Eve took a four-leaf clover from the Garden of Eden when she left.
This is the folk explanation for why the four-leaf clover brings luck: because it is a piece of paradise, carried out by the first person who was asked to leave it. The luck is the luck of having a remnant of the original garden. The luck is the luck of the world as it was before the fall, compressed into a single aberrant leaf.
The three-leaf clover is the norm — so reliably three-leafed that Saint Patrick used it to explain the Trinity to the Irish: three leaves, one stem, three persons, one God. The logic worked because everyone already understood the clover as a symbol of completeness in threes. The fourth leaf is the deviation from that completeness, the mutation, the one that doesn't follow the rule that everything else follows.

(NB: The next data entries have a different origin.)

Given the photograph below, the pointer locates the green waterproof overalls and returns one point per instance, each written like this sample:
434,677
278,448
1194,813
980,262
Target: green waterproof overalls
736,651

The statistical frequency of the four-leaf clover is approximately one in ten thousand. This has been verified by counting. George Hartshorn of the University of Delaware counted 5 million clovers over the course of years and found the ratio roughly holds. The luck of the four-leaf clover is the luck of the rare thing — the reminder that the field contains exceptions to its own rules, that what looks uniform is not, that the one-in-ten-thousand is there if you look long enough.
Children who find them never forget finding them. The search involves getting close to the ground, slowing down, attending to a field of identical things with enough patience to notice the one that isn't. This is either the training for luck or it is what luck actually is: the attention that makes the rare thing visible.